Thursday, January 21, 2010


Today's SCOTUS ruling that corporations and unions can inject as much money into political campaigns as they want has an upside for our industry: lots more political TV ads will be made, and millions more political TV spots will be purchased.

Since business has deep pockets and an ongoing interest in pending legislation, perhaps the "political cycle" income at TV stations will flatten as ads are bought year round and in non-election years, too.

I expect to see plenty of "Paid For By The Chamber Of Commerce" taglines in my future.


Sunday, January 17, 2010


The client doesn't care about how hard you or I might find the jobs they give us.

They do care if they have asked us to do something that is expensive or time consuming, especially when there is a cheap or fast equivalent.

If you and your client have a good long-term relationship, you will tell them of the cheaper, faster alternative, and even if they don't choose it, telling them will cement your partnership.

If you have a bad relationship with the client, or view each job as an opportunity to squeeze as many dollars out of the client, you build up the easy and cheap to appear hard and expensive. You view the truly hard and expensive not as the opportunity to develop a new skill or be a hero to your client, but as another boat payment.

In business, bad relationships don't last long. If most of your relationships with clients are bad, neither will you.


Thursday, January 14, 2010


I am forever in awe of those who bring us images like this.

My work today seems unimportant in comparison.


Monday, January 11, 2010


Personally, I'm surprised The Prime Time Leno Experiment failed.

My assumption was that an hour of Leno was so much cheaper to produce than an hour of anything else, the total profit would be higher even if nobody watched it. I didn't factor in a station revolt.
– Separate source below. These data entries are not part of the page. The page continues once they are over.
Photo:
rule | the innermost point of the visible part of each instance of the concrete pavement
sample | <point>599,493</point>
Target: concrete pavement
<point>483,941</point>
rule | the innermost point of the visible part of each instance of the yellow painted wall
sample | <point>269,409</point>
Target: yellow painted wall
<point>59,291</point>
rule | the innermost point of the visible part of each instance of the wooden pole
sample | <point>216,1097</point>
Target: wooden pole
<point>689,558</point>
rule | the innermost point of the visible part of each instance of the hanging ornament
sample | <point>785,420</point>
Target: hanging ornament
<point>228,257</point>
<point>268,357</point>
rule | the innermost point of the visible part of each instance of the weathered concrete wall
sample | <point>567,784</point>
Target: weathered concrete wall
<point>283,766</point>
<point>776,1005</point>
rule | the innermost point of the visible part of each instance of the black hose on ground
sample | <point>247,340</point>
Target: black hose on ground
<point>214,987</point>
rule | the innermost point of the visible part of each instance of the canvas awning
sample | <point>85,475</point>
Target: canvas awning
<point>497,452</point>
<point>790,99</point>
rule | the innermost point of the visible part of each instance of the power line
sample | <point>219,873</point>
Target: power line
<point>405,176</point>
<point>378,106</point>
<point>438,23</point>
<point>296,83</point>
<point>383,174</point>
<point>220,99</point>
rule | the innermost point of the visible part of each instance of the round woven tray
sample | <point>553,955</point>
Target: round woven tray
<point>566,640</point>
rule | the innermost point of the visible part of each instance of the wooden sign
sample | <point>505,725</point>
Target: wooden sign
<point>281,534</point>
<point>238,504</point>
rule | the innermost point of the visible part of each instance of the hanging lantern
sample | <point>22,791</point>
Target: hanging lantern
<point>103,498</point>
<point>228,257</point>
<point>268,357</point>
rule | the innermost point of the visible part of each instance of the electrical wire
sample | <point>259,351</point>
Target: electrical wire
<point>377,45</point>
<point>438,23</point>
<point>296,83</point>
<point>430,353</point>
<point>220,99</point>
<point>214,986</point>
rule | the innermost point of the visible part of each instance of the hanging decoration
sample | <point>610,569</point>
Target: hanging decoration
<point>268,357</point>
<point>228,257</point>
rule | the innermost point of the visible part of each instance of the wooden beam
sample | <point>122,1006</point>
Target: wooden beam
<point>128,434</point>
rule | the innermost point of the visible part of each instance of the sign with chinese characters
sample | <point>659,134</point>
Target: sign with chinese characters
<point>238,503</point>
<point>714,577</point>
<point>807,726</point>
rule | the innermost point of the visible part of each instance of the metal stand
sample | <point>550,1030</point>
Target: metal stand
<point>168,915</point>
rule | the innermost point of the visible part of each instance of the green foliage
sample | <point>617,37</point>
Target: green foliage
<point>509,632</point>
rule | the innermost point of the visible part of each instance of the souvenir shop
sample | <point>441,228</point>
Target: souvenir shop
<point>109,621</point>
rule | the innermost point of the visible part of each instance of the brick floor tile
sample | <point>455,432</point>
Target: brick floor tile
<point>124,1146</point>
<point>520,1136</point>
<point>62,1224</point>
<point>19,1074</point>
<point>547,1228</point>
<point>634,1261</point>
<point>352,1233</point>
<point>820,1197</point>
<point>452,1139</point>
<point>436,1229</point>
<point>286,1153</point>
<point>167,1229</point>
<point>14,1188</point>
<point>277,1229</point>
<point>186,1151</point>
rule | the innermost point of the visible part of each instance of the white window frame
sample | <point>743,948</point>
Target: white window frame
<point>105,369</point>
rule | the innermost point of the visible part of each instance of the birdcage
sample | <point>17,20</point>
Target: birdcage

The Leno Fail is good for everyone working in TV. It's a reminder that you can't just roll out anything and expect people to watch, and there is still demand for the scripted series- which means many more people will have work compared to a talk show.

I hear the laptops clacking away.


Thursday, January 7, 2010

Maximum Annoyance

One of my local broadcast stations is in a retransmission fight with the local cable company. (I get my locals off of satellite, so I don't have a dog in this fight.) I was watching a football game in HD when I got a rude surprise.

The local station ran its crawl reminding us that if you were watching this program through cable, you might be losing access in a few days. Fine- that's their best weapon in this public war. But how they did it stunned me.

To run the crawl, master control had to switch the HD feed to SD. Every time. For 2 of every 10 minutes or so. In other words, A LOT.

That's where these public fights go bad- the collateral damage like me. Because I, an innocent bystander, got drug into the fight, I now think the station owners are:

A. Jerks.
B. Technical dorks for not having an HD crawl
C. Surprised that they haven't set up a direct feed to the cable company so they could isolate who sees the crawl.

This is customer service at its worst- making your user experience as bad as possible as leverage in bargaining.

The station will win this battle, they always do.

But they are losing the war for viewers with tactics like this.